Modern viral molecular phylogenetics reveal that HIV arrived in New York City around 1969 from Haiti. Yet, it did not become significantly discussed until the 1980s or significantly addressed until the 1990s. However, HIV emerged sometime between the 1920s and 1940s in the Congo, primarily impacting the rural communities under Belgian rule. Because of the lack of medical infrastructure and neglect by Belgian officials, the viral spread remains unnoticed, despite the unusual spike in deaths of young and otherwise healthy individuals. NYU Professor Dr. Joseph Osmundson in an NYU news story that a country that provides its citizens access to healthcare “would notice” a rise in unexpected deaths due to rare cancers and rarely lethal pathogens. Of note, when the Congolese gained independence in 1960, there were 0 Congolese doctors due to a history of colonial legislation forbidding Congolese natives from education beyond the fifth grade. As a result, foreign health interventions require education initiatives in target communities to produce more informed citizens and healthcare leaders. These societies, if enjoying greater education, might prove more receptive to foreign interventions while remaining trained and ready to deter the potential encroachment of power from the Global North.

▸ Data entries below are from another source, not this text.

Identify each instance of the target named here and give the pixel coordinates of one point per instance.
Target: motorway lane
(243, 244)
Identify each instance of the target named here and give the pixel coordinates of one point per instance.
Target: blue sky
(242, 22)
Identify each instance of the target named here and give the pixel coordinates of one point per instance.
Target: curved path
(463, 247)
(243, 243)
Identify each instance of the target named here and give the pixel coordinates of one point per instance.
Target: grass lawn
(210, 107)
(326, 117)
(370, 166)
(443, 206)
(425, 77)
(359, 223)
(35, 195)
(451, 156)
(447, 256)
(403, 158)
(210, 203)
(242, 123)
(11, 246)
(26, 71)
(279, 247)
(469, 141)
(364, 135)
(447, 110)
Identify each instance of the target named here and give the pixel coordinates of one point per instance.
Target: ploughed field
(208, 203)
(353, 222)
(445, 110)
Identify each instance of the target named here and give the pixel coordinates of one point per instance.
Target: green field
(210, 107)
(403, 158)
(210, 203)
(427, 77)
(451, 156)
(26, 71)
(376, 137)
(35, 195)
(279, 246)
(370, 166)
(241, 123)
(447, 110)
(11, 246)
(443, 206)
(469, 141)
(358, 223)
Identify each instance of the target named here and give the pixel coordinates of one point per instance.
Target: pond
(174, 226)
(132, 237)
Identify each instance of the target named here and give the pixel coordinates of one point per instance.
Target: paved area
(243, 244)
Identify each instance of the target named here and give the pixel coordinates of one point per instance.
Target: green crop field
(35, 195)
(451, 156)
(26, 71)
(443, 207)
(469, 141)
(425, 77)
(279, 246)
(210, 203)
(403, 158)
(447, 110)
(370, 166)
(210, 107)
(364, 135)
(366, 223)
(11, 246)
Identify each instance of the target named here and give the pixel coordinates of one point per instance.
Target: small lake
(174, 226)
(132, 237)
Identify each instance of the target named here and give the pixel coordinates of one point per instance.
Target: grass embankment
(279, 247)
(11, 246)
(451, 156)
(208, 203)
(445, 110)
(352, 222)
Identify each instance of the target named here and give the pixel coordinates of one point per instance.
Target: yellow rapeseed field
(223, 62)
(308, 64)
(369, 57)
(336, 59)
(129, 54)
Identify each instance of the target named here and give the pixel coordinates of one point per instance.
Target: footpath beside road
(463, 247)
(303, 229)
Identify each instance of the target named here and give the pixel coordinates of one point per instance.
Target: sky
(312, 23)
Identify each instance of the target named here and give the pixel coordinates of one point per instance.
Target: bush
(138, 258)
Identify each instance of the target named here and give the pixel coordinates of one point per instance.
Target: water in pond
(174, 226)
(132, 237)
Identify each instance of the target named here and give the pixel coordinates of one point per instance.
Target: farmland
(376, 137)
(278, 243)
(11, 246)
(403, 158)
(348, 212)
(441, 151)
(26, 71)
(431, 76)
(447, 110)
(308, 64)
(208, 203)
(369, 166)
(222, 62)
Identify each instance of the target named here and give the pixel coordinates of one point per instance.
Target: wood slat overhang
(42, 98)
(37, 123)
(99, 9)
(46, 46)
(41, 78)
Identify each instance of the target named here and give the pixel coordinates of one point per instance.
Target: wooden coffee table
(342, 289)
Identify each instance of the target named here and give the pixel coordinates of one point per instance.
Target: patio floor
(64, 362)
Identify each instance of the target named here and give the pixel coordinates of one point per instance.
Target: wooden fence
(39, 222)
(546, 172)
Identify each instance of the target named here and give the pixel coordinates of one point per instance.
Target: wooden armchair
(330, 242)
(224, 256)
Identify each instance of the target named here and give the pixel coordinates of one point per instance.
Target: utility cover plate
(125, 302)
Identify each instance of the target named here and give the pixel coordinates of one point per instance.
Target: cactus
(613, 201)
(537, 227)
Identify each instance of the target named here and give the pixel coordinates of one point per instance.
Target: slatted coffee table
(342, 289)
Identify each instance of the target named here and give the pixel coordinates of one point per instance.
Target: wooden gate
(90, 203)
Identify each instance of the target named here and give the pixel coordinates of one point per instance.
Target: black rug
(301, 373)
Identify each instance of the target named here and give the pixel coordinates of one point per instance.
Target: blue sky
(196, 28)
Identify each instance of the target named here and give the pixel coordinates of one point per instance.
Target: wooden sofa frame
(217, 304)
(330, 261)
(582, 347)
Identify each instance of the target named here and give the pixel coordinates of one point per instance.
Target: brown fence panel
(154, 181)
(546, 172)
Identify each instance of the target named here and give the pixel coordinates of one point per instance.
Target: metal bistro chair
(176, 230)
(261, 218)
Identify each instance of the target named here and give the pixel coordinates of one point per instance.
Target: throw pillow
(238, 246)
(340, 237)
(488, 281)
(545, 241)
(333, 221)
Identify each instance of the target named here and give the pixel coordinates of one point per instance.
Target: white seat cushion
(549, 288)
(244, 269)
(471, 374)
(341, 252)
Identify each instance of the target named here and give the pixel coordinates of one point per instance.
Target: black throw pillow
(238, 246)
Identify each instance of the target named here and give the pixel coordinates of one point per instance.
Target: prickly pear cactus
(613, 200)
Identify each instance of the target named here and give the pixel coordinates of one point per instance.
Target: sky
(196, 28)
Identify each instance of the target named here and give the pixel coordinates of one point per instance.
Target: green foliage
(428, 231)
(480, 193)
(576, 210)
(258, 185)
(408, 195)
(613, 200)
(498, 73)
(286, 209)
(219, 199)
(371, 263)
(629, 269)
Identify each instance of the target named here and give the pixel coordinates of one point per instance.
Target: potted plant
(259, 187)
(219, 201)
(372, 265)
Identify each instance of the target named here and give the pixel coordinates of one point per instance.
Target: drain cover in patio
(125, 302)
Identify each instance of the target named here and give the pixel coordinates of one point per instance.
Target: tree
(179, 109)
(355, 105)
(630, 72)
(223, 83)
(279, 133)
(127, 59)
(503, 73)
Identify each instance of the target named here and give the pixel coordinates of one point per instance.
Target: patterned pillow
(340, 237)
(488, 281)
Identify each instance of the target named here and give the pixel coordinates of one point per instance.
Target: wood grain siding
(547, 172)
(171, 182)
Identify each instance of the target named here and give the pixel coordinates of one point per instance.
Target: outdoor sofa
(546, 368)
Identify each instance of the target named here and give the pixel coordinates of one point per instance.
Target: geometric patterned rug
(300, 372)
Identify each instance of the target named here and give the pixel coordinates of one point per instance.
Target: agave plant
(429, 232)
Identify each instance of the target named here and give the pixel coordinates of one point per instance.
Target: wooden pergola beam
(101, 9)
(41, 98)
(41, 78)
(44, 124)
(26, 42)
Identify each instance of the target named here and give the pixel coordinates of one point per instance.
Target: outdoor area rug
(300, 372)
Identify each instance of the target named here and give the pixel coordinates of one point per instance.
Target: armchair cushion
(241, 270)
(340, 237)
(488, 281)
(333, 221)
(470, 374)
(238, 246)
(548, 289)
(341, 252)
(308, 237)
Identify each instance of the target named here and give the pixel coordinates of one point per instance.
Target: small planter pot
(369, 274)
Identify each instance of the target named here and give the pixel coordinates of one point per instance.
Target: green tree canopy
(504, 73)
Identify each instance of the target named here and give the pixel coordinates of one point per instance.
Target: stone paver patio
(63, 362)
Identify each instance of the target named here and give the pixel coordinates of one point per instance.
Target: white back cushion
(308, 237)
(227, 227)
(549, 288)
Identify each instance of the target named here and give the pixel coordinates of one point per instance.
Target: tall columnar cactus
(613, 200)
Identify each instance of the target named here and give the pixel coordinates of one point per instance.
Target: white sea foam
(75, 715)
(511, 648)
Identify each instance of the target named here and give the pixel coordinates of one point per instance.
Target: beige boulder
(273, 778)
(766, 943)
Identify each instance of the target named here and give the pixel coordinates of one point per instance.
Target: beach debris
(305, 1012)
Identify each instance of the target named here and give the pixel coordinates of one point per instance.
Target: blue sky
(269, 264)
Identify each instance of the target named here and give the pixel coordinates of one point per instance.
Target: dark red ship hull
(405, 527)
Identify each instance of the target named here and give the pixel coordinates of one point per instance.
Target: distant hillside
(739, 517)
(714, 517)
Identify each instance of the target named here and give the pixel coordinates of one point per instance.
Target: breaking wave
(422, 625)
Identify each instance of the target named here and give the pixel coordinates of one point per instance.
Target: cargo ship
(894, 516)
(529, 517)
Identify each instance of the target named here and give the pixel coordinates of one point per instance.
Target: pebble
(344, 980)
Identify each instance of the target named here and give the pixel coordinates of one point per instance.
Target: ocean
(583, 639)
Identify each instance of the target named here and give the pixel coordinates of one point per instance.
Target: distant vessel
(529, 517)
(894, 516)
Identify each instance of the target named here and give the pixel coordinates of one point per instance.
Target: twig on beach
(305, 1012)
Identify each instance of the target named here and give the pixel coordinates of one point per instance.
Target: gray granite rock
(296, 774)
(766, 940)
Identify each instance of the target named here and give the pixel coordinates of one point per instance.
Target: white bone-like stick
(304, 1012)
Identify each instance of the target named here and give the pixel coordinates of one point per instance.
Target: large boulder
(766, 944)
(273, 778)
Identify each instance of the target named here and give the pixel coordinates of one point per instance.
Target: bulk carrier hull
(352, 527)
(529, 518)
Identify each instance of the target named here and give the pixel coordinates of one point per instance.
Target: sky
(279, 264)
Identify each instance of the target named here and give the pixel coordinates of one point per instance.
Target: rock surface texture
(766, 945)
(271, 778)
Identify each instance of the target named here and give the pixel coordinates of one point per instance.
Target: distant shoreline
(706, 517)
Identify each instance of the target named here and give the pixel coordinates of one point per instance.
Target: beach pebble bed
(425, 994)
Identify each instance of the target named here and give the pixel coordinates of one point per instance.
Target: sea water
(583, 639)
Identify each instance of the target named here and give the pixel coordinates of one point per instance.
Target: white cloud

With global warming increasing the prevalence of pandemics, we must better prepare ourselves to fight these disasters. Despite this rising pressure to perform cooperatively, countries in the Global North are still more willing to vaccinate away any possibility of infection on domestic shores before offering such life-saving supplies in resource-poor viral epicenters to combat variant generation overseas. We thus encourage wealthy countries and influential organizations to graduate their worldviews beyond the Global North to crush future pandemics at the source. Global interests cannot continue operating reactively and defensively, hoarding vaccines and ignoring threats until they arrive at domestic shores. A proper active and offensive strategy entails prioritizing funding for researchers, educators, and communities on the front lines.
On the battlefield of public health, everyone is conscripted to fight a common viral enemy. As infected bullets fly from the barrels of noses and viral gas attacks drift over crowded areas, saving others first might not be a popular option among anxious soldiers and the generals that risk mutiny with every choice. Regardless, past pandemic missteps revealed booby traps lining a clear path forward with monkeypox: if we continue failing to support our world’s most vulnerable regiments, inaction will continue to drive variant generation and heave the world into unnecessary suffering.